Novas regras do Minha Casa, Minha Vida, anunciadas nesta semana, elevam o subsídio médio para R$ 100 mil e ampliam o teto do FGTS Futuro. Medida deve injetar R$ 8,2 bilhões no setor até dezembro.

Redação Perspectiva Imobiliária·
Governo amplia MCMV em 62 mil novas unidades e reduz juros para famílias de baixa renda

O governo federal anunciou nesta quinta-feira, 17 de julho, a oitava expansão do Minha Casa, Minha Vida desde a recriação do programa, em 2023. Serão 62 mil novas unidades contratadas até o fim do trimestre atual, com subsídio médio recorde de R$ 100 mil por família – ante os R$ 72 mil praticados no início de 2025. A medida foi publicada no Diário Oficial da União e passa a valer imediatamente.

De acordo com o Ministério das Cidades, a taxa de juros para famílias com renda de até R$ 2.640 caiu de 4% para 3,5% ao ano, o menor patamar da série histórica do programa. Para a faixa 2 (renda até R$ 4.400), a taxa passou de 6% para 5,5%. A redução foi possível graças ao novo aporte de R$ 2,1 bilhões ao Fundo de Garantia do Tempo de Serviço (FGTS), aprovado pelo Conselho Curador na última sexta-feira.

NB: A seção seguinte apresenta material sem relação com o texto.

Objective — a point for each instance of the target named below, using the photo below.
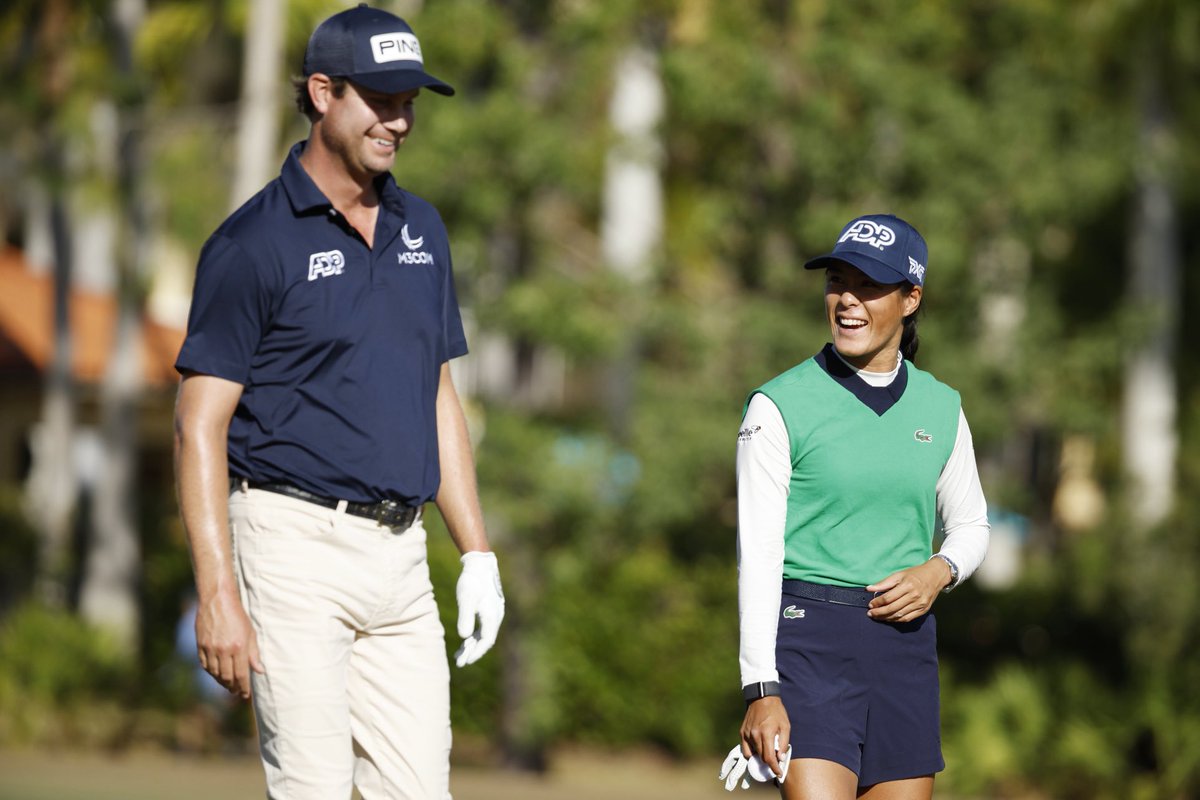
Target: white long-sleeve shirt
(765, 471)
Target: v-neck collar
(877, 398)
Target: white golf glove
(736, 767)
(479, 595)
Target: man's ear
(321, 91)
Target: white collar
(874, 378)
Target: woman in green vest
(845, 464)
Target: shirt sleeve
(228, 314)
(963, 507)
(763, 471)
(453, 335)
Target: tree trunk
(258, 113)
(631, 226)
(51, 491)
(1150, 404)
(52, 488)
(108, 596)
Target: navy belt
(385, 512)
(838, 595)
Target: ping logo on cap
(396, 47)
(869, 233)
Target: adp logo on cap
(882, 246)
(869, 233)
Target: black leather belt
(838, 595)
(385, 512)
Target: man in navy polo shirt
(316, 416)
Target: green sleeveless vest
(862, 499)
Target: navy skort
(859, 692)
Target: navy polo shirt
(339, 347)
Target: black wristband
(753, 692)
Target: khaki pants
(357, 689)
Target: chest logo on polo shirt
(323, 265)
(414, 254)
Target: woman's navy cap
(372, 48)
(883, 246)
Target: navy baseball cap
(883, 246)
(372, 48)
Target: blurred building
(27, 348)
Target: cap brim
(396, 80)
(874, 269)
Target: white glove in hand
(736, 767)
(479, 595)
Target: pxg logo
(323, 265)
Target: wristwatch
(954, 571)
(753, 692)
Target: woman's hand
(766, 719)
(905, 595)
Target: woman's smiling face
(865, 317)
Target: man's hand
(479, 595)
(226, 642)
(907, 594)
(765, 726)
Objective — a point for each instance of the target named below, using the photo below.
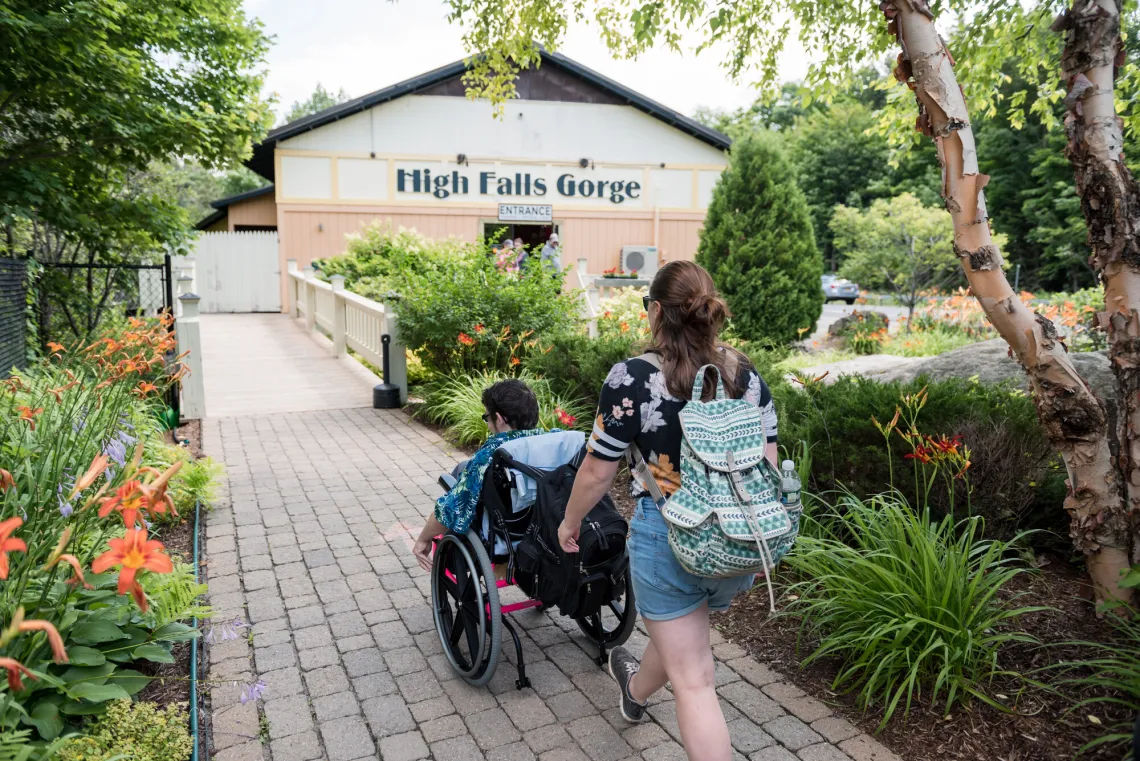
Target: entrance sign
(526, 213)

O presidente da Caixa Econômica Federal, Carlos Vieira, afirmou em coletiva que a expectativa é contratar 22 mil unidades ainda em julho, aproveitando o bom momento do mercado de trabalho – a taxa de desemprego fechou junho em 6,9%, a menor desde 2013, segundo o IBGE. “Estamos vivendo o maior ciclo de investimento habitacional da última década”, disse.

A Associação Brasileira de Incorporadoras Imobiliárias (Abrainc) calcula que o anúncio deve gerar cerca de 180 mil empregos diretos nos próximos 12 meses. O presidente da entidade, Luiz França, destacou que o impacto será sentido principalmente nas regiões Norte e Nordeste, onde o déficit habitacional é mais agudo: juntas, as duas regiões concentram 52% dos novos contratos previstos.

Especialistas apontam que a medida pode esquentar ainda mais o mercado de imóveis populares, que já acumula alta de 14% nos preços do metro quadrado no primeiro semestre de 2026, segundo o índice FipeZap. A preocupação é com eventual pressão inflacionária nos materiais de construção, mas o Banco Central sinalizou que não vê riscos sistêmicos. O Copom manteve a Selic em 10,5% ao ano na reunião de junho, favorecendo o crédito.

Para o comprador, as novas condições significam economia de até R$ 200 por mês na prestação, dependendo do valor do imóvel. A Caixa já começou a receber propostas nesta quinta-feira. A expectativa do mercado é que o programa feche 2026 com 280 mil unidades financiadas, superando a meta inicial de 250 mil.